But what if you need to add a field that's not already part of a map?

Let's say you start again from map1, but the language prediction is not in its own map (there is no map2). Instead, it is held in a variable called lang_id, and you know you want to store its value ('fr') with the key lang.

You can actually do the following:

new_map = map1 + [lang: lang_id]

Here, [lang: lang_id] creates a new unnamed map on the fly, and map1 + merges map1 with the new unnamed map, producing the same new_map contents as before.

Neat, right?

Now let's transpose that into the context of a Nextflow channel.map() operation.

The code becomes:

.map { map1, lang_id ->
    map1 + [lang: lang_id]
}

This does the following:

  • map1, lang_id -> takes the two items in the tuple
  • map1 + [lang: lang_id] creates the new map as detailed above

The output is a single unnamed map with the same contents as new_map in our example above. So we've effectively transformed:

[id: 'sampleA', character: 'squirrel'], 'fr'

into:

[id: 'sampleA', character: 'squirrel', lang: 'fr']

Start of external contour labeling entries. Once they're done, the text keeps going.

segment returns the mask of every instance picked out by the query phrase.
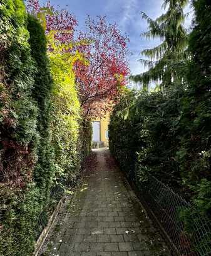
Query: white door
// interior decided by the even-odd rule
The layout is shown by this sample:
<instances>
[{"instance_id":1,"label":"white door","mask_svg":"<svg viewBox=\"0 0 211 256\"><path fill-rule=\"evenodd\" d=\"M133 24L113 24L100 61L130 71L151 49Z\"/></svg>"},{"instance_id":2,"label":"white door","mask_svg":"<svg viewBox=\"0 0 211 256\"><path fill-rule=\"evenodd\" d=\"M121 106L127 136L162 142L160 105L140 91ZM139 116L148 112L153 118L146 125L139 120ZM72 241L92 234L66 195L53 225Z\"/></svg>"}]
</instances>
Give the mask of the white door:
<instances>
[{"instance_id":1,"label":"white door","mask_svg":"<svg viewBox=\"0 0 211 256\"><path fill-rule=\"evenodd\" d=\"M92 140L95 142L100 142L100 122L92 122L93 128L93 138Z\"/></svg>"}]
</instances>

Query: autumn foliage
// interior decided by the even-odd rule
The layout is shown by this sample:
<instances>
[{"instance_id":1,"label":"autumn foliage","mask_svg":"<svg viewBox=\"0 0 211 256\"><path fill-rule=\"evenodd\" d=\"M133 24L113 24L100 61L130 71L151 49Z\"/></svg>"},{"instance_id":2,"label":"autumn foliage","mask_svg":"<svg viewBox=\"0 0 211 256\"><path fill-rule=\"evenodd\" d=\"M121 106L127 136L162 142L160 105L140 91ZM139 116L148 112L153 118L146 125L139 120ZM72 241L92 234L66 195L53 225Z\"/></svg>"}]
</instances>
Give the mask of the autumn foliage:
<instances>
[{"instance_id":1,"label":"autumn foliage","mask_svg":"<svg viewBox=\"0 0 211 256\"><path fill-rule=\"evenodd\" d=\"M116 24L107 24L105 16L86 19L86 31L79 41L87 41L78 50L88 65L77 62L75 66L81 105L86 116L100 115L117 100L121 86L129 74L126 56L128 38L121 34Z\"/></svg>"}]
</instances>

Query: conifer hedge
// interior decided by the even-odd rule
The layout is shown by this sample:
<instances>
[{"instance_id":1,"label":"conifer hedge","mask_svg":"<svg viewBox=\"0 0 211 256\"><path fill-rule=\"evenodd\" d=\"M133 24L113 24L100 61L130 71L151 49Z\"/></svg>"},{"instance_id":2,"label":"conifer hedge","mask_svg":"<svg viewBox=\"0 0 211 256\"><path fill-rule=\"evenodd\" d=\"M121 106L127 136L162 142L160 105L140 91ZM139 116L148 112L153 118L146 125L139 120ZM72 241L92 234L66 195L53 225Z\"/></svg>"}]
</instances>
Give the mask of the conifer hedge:
<instances>
[{"instance_id":1,"label":"conifer hedge","mask_svg":"<svg viewBox=\"0 0 211 256\"><path fill-rule=\"evenodd\" d=\"M64 79L64 67L57 72L46 51L44 31L23 0L1 1L1 255L32 255L51 190L73 183L89 153L83 152L80 141L90 143L91 133L88 140L79 138L83 126L74 74ZM61 64L59 55L54 57Z\"/></svg>"}]
</instances>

Hopefully you can see that if we change map1 to meta, that's basically all we need in order to add the language predication to our meta map in our workflow.

Except for one thing!

In the case of our workflow, we also need to account for the presence of the file object in the tuple, which is composed of meta, file, lang_id.

So the code here would become:

.map { meta, file, lang_id ->
    [meta + [lang: lang_id], file]
}

If you're having a hard time following why the file seems to be moving around in the map operation, imagine that instead of [meta + [lang: lang_id], file], that line reads [new_map, file]. This should make it more clear that we're simply leaving the file in its original place in second position in the tuple. We've just taken the new_info value and folded it into the map that's in first position.

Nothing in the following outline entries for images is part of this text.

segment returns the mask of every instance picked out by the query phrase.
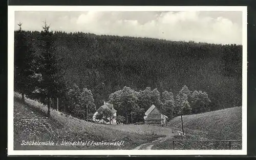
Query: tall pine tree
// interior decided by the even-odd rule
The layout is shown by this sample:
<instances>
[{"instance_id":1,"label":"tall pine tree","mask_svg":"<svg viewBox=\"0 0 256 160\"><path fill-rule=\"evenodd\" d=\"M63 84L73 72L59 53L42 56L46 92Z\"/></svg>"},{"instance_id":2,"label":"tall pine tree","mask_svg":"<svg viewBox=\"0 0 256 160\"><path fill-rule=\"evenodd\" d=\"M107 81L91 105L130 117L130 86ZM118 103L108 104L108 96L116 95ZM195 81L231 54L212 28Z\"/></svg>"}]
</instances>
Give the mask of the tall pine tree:
<instances>
[{"instance_id":1,"label":"tall pine tree","mask_svg":"<svg viewBox=\"0 0 256 160\"><path fill-rule=\"evenodd\" d=\"M25 95L30 94L35 89L34 75L35 64L35 54L28 43L22 23L18 25L19 29L15 36L14 48L14 90L21 93L22 100L25 101Z\"/></svg>"},{"instance_id":2,"label":"tall pine tree","mask_svg":"<svg viewBox=\"0 0 256 160\"><path fill-rule=\"evenodd\" d=\"M40 33L41 61L39 71L41 74L40 89L44 93L48 100L48 115L50 115L50 99L56 98L65 87L61 81L61 68L58 66L56 55L53 33L50 31L50 26L44 22L42 31Z\"/></svg>"}]
</instances>

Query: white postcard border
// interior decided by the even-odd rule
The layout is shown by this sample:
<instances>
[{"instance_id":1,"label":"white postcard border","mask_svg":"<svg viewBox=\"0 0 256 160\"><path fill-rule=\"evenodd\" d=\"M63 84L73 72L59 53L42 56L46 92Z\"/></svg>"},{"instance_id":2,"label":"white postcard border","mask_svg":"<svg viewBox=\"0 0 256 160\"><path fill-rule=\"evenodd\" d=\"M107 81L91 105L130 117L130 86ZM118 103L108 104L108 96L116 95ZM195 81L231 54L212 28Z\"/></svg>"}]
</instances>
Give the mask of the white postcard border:
<instances>
[{"instance_id":1,"label":"white postcard border","mask_svg":"<svg viewBox=\"0 0 256 160\"><path fill-rule=\"evenodd\" d=\"M9 6L8 37L8 154L35 155L246 155L247 124L247 9L246 6ZM212 11L243 12L242 71L242 150L14 150L13 144L13 72L14 12L27 11ZM67 152L68 151L68 152Z\"/></svg>"}]
</instances>

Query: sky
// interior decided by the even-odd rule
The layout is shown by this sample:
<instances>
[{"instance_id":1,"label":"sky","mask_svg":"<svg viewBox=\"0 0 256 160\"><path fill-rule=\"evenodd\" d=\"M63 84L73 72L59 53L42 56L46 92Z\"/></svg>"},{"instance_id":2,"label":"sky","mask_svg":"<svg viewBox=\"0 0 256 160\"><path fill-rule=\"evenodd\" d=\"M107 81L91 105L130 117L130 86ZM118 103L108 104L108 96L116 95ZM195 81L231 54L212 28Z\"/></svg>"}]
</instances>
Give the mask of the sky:
<instances>
[{"instance_id":1,"label":"sky","mask_svg":"<svg viewBox=\"0 0 256 160\"><path fill-rule=\"evenodd\" d=\"M46 20L53 31L223 44L242 41L241 11L15 11L14 19L24 30L41 31Z\"/></svg>"}]
</instances>

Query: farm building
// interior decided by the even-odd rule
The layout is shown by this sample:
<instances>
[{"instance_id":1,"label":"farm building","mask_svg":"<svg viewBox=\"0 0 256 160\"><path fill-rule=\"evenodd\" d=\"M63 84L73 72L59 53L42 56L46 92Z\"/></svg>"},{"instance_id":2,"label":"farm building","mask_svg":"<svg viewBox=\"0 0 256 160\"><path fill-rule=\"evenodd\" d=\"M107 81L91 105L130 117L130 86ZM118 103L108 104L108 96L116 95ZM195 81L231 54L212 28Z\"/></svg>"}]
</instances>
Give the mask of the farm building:
<instances>
[{"instance_id":1,"label":"farm building","mask_svg":"<svg viewBox=\"0 0 256 160\"><path fill-rule=\"evenodd\" d=\"M158 109L152 105L145 113L144 120L145 124L165 125L168 117L161 113Z\"/></svg>"},{"instance_id":2,"label":"farm building","mask_svg":"<svg viewBox=\"0 0 256 160\"><path fill-rule=\"evenodd\" d=\"M111 117L104 117L103 116L101 119L97 119L96 116L99 112L103 111L104 110L109 110L112 113ZM113 105L104 102L104 105L101 106L94 113L93 116L93 120L95 122L110 124L116 124L116 113L117 111L114 109Z\"/></svg>"}]
</instances>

And this brings us back to the tuple val(meta), path(file) channel structure!

2.2.2. Run the workflow

Once you're confident you understand what the code is doing, run the workflow to see if it works:

nextflow run main.nf -resume
Command output
 N E X T F L O W   ~  version 25.10.4

Launching `main.nf` [cheeky_fermat] DSL2 - revision: d096281ee4

[5d/dffd4e] COWPY (7)             [100%] 7 of 7, cached: 7 ✔
[4e/f722fe] IDENTIFY_LANGUAGE (7) [100%] 7 of 7, cached: 7 ✔
[[id:sampleA, character:squirrel, lang:fr], /workspaces/training/side-quests/metadata/work/eb/f7148ebdd898fbe1136bec6a714acb/bonjour.txt]
[[id:sampleB, character:tux, lang:de], /workspaces/training/side-quests/metadata/work/16/71d72410952c22cd0086d9bca03680/guten_tag.txt]
[[id:sampleC, character:sheep, lang:de], /workspaces/training/side-quests/metadata/work/ea/04f5d979429e4455e14b9242fb3b45/hallo.txt]
[[id:sampleD, character:turkey, lang:en], /workspaces/training/side-quests/metadata/work/c4/b7562adddc1cc0b7d414ec45d436eb/hello.txt]
[[id:sampleF, character:moose, lang:fr], /workspaces/training/side-quests/metadata/work/5a/6c2b84bf8fadb98e28e216426be079/salut.txt]
[[id:sampleE, character:stegosaurus, lang:es], /workspaces/training/side-quests/metadata/work/af/ee7c69bcab891c40d0529305f6b9e7/hola.txt]
[[id:sampleG, character:turtle, lang:it], /workspaces/training/side-quests/metadata/work/4e/f722fe47271ba7ebcd69afa42964ca/ciao.txt]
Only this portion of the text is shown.